〈改稿版〉traverse
82/171ページ
「え…いや…まぁ…ウン」
彼はやっぱり分かっていた、俺がどんなに勇実を好きで、離したくないのかを。
「いや…キミが俺達にすごい気ぃ遣ってたの分かるし…
あー、もー…情けねぇな。勝手にヤキモチ妬いて。バカみてぇ」
はぁーっ、と大げさに溜め息をついてみる。
そんな俺の様子に、樹深くんはフフッと含み笑いをして、こう言った。
「俺、好きですよ。

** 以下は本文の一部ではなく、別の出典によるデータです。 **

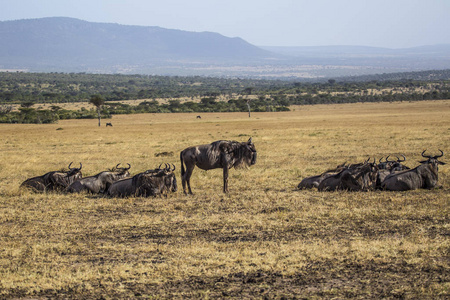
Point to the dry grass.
(263, 239)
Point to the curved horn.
(399, 160)
(387, 159)
(442, 154)
(427, 156)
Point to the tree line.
(198, 94)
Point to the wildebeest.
(219, 154)
(149, 183)
(423, 176)
(54, 181)
(99, 183)
(356, 177)
(314, 181)
(389, 167)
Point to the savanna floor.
(265, 239)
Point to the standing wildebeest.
(149, 183)
(219, 154)
(423, 176)
(99, 183)
(54, 181)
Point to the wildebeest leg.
(225, 180)
(186, 178)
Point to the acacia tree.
(248, 92)
(98, 102)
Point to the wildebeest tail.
(182, 164)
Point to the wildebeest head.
(75, 173)
(243, 153)
(156, 182)
(433, 160)
(121, 172)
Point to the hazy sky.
(381, 23)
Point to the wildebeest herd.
(117, 182)
(389, 175)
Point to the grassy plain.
(263, 239)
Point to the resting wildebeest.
(219, 154)
(149, 183)
(99, 183)
(423, 176)
(314, 181)
(389, 167)
(356, 177)
(53, 181)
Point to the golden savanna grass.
(263, 239)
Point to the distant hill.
(60, 44)
(67, 43)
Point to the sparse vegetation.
(263, 239)
(160, 94)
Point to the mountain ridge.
(62, 44)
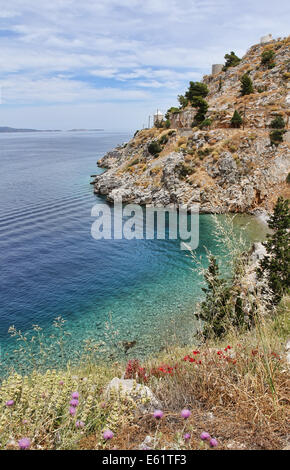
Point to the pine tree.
(247, 85)
(276, 264)
(231, 60)
(236, 120)
(202, 107)
(214, 309)
(196, 89)
(278, 122)
(267, 58)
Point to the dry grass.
(240, 395)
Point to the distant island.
(12, 129)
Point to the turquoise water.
(51, 266)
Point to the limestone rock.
(141, 394)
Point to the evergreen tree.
(267, 58)
(247, 85)
(183, 101)
(231, 60)
(213, 310)
(276, 264)
(196, 89)
(276, 136)
(236, 120)
(202, 107)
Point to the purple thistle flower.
(108, 434)
(185, 414)
(80, 424)
(213, 442)
(10, 403)
(74, 403)
(205, 436)
(72, 411)
(24, 443)
(158, 414)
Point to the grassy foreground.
(236, 391)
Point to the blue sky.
(111, 63)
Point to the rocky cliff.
(223, 169)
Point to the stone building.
(265, 39)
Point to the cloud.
(67, 51)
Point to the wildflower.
(185, 414)
(213, 442)
(108, 434)
(158, 414)
(24, 443)
(74, 403)
(80, 424)
(10, 403)
(72, 411)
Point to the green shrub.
(163, 140)
(184, 170)
(231, 60)
(247, 85)
(154, 148)
(202, 107)
(196, 89)
(183, 101)
(206, 123)
(278, 122)
(276, 264)
(267, 58)
(236, 120)
(276, 136)
(222, 305)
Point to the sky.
(111, 63)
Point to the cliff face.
(221, 168)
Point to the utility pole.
(244, 117)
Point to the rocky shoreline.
(234, 172)
(221, 168)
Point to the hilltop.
(224, 169)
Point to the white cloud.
(67, 51)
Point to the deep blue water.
(51, 266)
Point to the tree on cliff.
(196, 89)
(231, 60)
(247, 85)
(276, 264)
(202, 107)
(236, 120)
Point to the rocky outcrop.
(222, 169)
(141, 395)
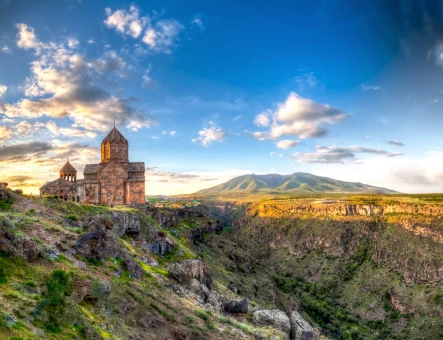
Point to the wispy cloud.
(67, 84)
(298, 116)
(396, 143)
(209, 135)
(335, 154)
(159, 36)
(370, 88)
(287, 143)
(197, 21)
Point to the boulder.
(301, 329)
(98, 245)
(214, 302)
(15, 245)
(191, 269)
(135, 270)
(200, 291)
(275, 318)
(125, 223)
(235, 307)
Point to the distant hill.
(297, 183)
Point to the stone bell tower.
(68, 172)
(115, 147)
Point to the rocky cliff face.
(339, 230)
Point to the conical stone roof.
(114, 135)
(68, 168)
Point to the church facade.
(114, 180)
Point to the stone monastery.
(114, 180)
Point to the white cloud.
(147, 81)
(262, 119)
(5, 133)
(72, 42)
(306, 79)
(209, 135)
(396, 143)
(287, 143)
(299, 116)
(197, 21)
(159, 36)
(27, 38)
(55, 130)
(335, 154)
(24, 128)
(126, 22)
(71, 88)
(3, 89)
(370, 88)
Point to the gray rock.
(15, 245)
(235, 307)
(301, 329)
(274, 318)
(191, 269)
(215, 301)
(125, 223)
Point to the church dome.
(68, 172)
(115, 147)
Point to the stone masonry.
(114, 180)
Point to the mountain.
(297, 183)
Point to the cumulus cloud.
(299, 116)
(66, 84)
(197, 21)
(11, 152)
(262, 119)
(287, 143)
(27, 39)
(5, 133)
(162, 36)
(396, 143)
(3, 89)
(370, 88)
(159, 36)
(209, 135)
(55, 130)
(306, 79)
(335, 154)
(24, 128)
(147, 81)
(126, 22)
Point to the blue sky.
(205, 91)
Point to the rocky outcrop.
(301, 329)
(275, 318)
(125, 223)
(191, 269)
(14, 245)
(161, 245)
(86, 289)
(236, 307)
(98, 245)
(168, 218)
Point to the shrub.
(72, 217)
(204, 315)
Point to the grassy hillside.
(275, 185)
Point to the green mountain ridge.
(297, 183)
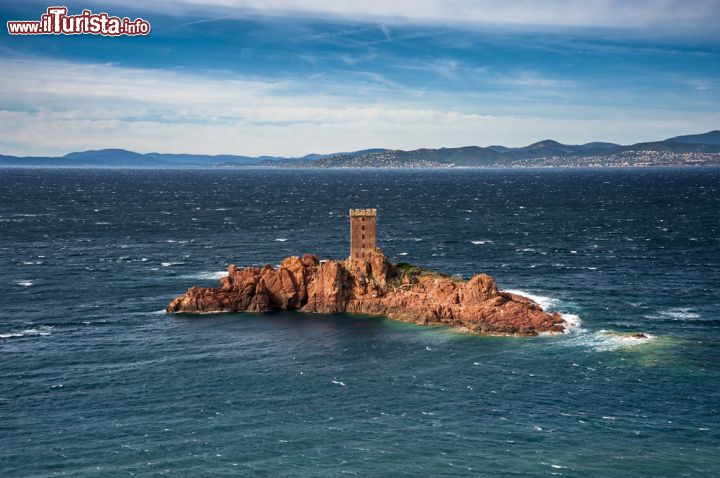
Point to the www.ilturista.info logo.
(56, 21)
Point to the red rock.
(373, 287)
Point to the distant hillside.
(695, 149)
(682, 150)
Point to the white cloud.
(564, 13)
(104, 106)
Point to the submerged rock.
(372, 286)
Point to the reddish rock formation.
(373, 287)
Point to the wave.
(607, 340)
(543, 301)
(40, 331)
(679, 313)
(206, 275)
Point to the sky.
(293, 77)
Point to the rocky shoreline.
(372, 286)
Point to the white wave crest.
(680, 313)
(543, 301)
(207, 275)
(40, 331)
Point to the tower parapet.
(362, 233)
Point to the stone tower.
(362, 233)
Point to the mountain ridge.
(679, 150)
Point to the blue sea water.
(98, 381)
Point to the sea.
(97, 380)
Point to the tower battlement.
(362, 233)
(363, 212)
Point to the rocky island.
(367, 283)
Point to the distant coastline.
(690, 150)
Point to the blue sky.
(290, 77)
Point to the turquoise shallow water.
(98, 381)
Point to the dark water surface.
(98, 381)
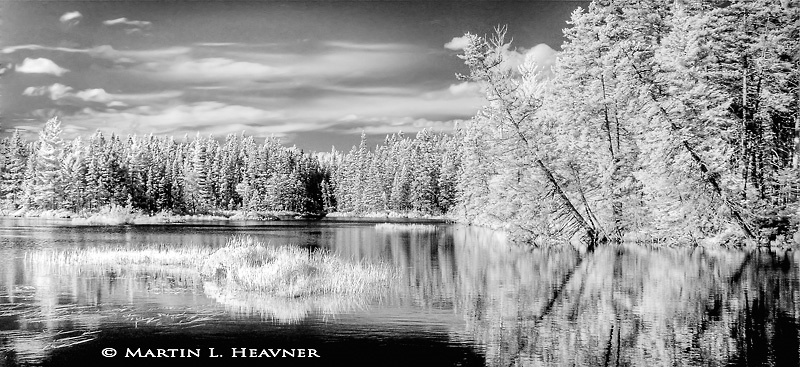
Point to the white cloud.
(465, 88)
(127, 22)
(40, 66)
(201, 116)
(213, 69)
(457, 43)
(369, 46)
(66, 95)
(98, 95)
(71, 18)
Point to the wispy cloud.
(210, 69)
(371, 46)
(40, 66)
(66, 95)
(457, 43)
(108, 52)
(128, 23)
(195, 117)
(71, 19)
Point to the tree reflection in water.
(618, 305)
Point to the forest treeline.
(666, 120)
(203, 175)
(659, 120)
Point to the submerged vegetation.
(668, 122)
(241, 265)
(290, 271)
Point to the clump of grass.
(242, 264)
(405, 227)
(291, 271)
(156, 255)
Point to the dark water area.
(463, 297)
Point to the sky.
(314, 73)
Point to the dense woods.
(155, 174)
(660, 121)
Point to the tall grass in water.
(290, 271)
(242, 264)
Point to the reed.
(291, 271)
(242, 264)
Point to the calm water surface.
(464, 297)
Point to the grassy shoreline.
(243, 264)
(120, 215)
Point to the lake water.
(463, 297)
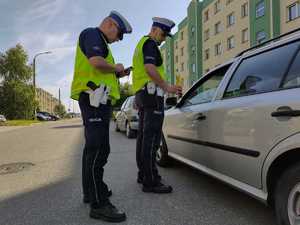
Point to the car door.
(186, 125)
(120, 118)
(248, 121)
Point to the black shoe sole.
(107, 219)
(150, 190)
(87, 201)
(139, 181)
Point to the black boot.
(86, 199)
(107, 212)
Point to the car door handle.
(285, 112)
(200, 116)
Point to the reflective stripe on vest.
(139, 75)
(84, 72)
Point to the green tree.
(16, 100)
(14, 65)
(60, 110)
(16, 93)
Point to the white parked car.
(240, 123)
(127, 118)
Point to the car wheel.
(287, 197)
(162, 157)
(117, 129)
(129, 132)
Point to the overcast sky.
(54, 25)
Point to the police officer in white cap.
(150, 85)
(95, 85)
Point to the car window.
(123, 106)
(205, 91)
(292, 80)
(261, 73)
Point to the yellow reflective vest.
(139, 75)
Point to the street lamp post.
(33, 68)
(34, 60)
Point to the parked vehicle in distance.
(127, 118)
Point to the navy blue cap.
(123, 24)
(165, 24)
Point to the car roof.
(273, 43)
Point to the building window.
(206, 54)
(245, 35)
(245, 10)
(206, 35)
(182, 67)
(217, 6)
(218, 49)
(217, 27)
(182, 51)
(206, 15)
(230, 19)
(228, 2)
(230, 43)
(194, 68)
(293, 11)
(260, 9)
(260, 37)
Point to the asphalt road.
(49, 192)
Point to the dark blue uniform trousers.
(96, 150)
(151, 116)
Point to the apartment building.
(46, 101)
(218, 30)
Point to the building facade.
(46, 101)
(215, 31)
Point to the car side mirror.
(117, 109)
(171, 101)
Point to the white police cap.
(165, 24)
(123, 23)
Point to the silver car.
(240, 123)
(127, 118)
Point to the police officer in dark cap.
(95, 86)
(150, 86)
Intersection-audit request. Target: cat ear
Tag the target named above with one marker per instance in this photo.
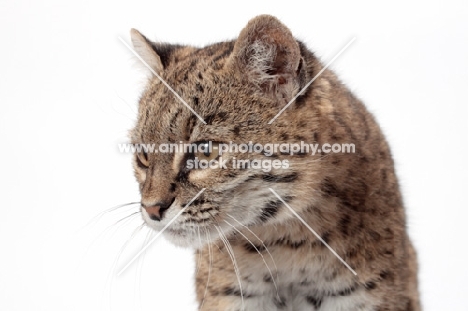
(146, 50)
(267, 53)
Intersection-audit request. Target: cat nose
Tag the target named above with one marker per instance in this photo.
(156, 211)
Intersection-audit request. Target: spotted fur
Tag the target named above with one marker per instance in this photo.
(351, 200)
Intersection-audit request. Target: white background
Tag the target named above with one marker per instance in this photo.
(68, 94)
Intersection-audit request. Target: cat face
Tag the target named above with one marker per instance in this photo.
(236, 88)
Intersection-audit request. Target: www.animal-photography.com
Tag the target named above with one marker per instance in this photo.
(233, 156)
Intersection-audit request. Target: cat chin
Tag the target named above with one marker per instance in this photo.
(188, 241)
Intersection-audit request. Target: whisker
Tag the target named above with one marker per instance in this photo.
(88, 249)
(261, 255)
(234, 262)
(210, 256)
(110, 276)
(140, 265)
(199, 251)
(96, 218)
(261, 241)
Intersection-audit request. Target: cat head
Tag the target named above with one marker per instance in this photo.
(222, 94)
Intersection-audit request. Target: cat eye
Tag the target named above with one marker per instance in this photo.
(142, 159)
(203, 152)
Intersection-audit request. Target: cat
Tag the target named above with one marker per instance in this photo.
(253, 252)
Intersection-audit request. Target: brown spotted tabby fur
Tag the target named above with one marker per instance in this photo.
(352, 200)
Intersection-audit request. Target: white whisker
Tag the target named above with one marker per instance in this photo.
(114, 264)
(234, 262)
(261, 241)
(210, 256)
(261, 255)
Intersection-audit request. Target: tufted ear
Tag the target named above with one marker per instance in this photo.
(145, 49)
(268, 54)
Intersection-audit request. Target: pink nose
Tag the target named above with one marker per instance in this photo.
(156, 211)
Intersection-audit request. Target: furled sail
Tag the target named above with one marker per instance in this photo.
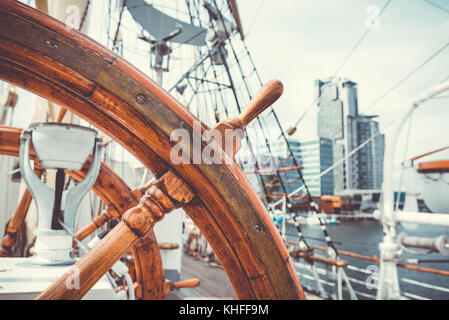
(161, 25)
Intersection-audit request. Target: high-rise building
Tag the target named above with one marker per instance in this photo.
(314, 155)
(339, 121)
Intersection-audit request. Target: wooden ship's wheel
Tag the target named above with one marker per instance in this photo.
(43, 56)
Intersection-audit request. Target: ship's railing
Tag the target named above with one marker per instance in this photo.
(322, 280)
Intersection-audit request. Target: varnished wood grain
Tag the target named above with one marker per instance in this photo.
(144, 129)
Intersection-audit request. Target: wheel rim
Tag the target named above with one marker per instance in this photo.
(72, 70)
(115, 193)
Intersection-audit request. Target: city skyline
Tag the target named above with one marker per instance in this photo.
(310, 39)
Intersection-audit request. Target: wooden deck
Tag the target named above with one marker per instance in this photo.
(214, 282)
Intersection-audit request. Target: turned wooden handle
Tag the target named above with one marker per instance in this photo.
(190, 283)
(266, 96)
(168, 246)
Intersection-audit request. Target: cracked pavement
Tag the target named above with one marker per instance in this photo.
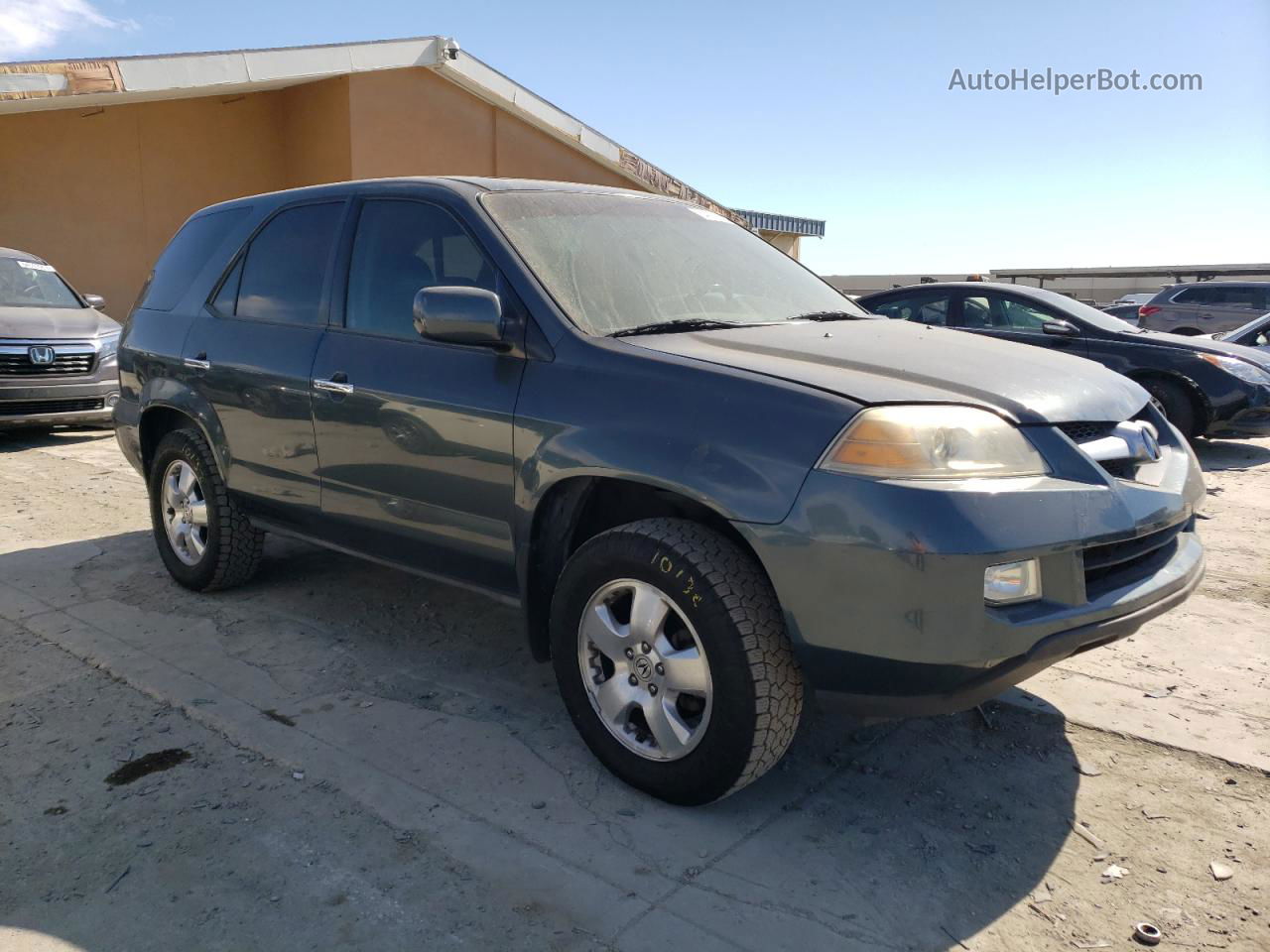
(376, 762)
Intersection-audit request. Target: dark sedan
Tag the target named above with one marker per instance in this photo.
(1206, 388)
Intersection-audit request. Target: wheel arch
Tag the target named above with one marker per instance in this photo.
(579, 508)
(159, 419)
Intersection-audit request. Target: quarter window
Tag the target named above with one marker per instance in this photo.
(400, 248)
(285, 267)
(186, 255)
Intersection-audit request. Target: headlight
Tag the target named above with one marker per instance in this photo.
(1245, 371)
(938, 442)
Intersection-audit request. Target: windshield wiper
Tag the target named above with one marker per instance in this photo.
(825, 316)
(676, 326)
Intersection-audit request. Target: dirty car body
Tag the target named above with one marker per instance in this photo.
(56, 349)
(651, 373)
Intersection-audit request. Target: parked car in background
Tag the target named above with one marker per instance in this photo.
(58, 363)
(1206, 388)
(626, 414)
(1206, 306)
(1138, 298)
(1255, 333)
(1125, 312)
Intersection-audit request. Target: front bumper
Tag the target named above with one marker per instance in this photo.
(79, 389)
(87, 400)
(881, 581)
(1252, 419)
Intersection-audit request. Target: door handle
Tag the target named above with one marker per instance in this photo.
(338, 384)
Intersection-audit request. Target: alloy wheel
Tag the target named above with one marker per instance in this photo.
(185, 512)
(644, 669)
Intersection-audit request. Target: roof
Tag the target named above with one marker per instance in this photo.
(474, 181)
(17, 253)
(48, 84)
(785, 223)
(1157, 271)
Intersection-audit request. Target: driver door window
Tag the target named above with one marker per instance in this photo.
(400, 248)
(1024, 317)
(922, 308)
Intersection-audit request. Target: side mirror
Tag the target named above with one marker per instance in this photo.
(460, 315)
(1061, 329)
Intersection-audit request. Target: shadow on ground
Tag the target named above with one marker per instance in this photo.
(422, 703)
(1222, 454)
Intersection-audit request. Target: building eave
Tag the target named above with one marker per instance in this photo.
(77, 84)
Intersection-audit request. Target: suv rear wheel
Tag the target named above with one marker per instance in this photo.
(672, 658)
(204, 539)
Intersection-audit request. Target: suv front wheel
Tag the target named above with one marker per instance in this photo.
(672, 657)
(204, 539)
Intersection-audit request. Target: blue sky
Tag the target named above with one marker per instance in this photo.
(842, 111)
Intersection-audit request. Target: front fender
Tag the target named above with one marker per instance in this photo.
(177, 395)
(735, 442)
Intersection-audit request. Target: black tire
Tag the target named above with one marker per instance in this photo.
(1175, 403)
(234, 544)
(756, 683)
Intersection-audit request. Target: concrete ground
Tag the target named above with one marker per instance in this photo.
(358, 758)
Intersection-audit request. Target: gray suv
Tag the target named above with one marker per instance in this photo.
(1206, 306)
(56, 349)
(708, 480)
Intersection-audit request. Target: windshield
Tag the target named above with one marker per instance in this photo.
(1089, 315)
(26, 284)
(621, 262)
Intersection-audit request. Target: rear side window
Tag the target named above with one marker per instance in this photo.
(186, 255)
(285, 267)
(1223, 294)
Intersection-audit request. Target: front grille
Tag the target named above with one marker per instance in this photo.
(36, 408)
(1084, 431)
(63, 366)
(1118, 563)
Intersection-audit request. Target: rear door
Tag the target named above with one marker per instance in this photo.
(252, 352)
(414, 435)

元さんとイッサ。二人一緒なのを見ると、ほっとする」
まただ。彼は勇実と同じだ。なんの考えもなしに、好きって言う。その素直さが、俺には眩しい。
「はは…そうか? じゃあ、まぁ…応援頼むわ」
「はい」
「あ、味噌はもう出せねぇけど…また、食べに来てよ」
「フフッ、はい。イッサがいない時に、おじゃまします」
「え? 別にそこまでしなくても…まじで、気ぃ遣いだよなぁ。
いーよ、来たい時に来てくれよ」
樹深くんはそれには答えず、ペコリと頭を下げて、この場を去っていった。
彼の背中が小さくなっていくのをボンヤリ見つめていると、俺の後ろでガラッと引き戸が開いた。
「元ちゃん? 樹深くん、帰っちゃった?」
俺の勝手なヤキモチだけど、出来ればもう、勇実の口から彼の名前を聞きたくなかった。
「うん。勇実…こっち」
「…ウン…」
暗がりでも分かる、勇実の真っ赤な顔。
勇実の手を握って、そっと裏口へ引っ張った。
彼が、勇実を好きじゃなくてよかった。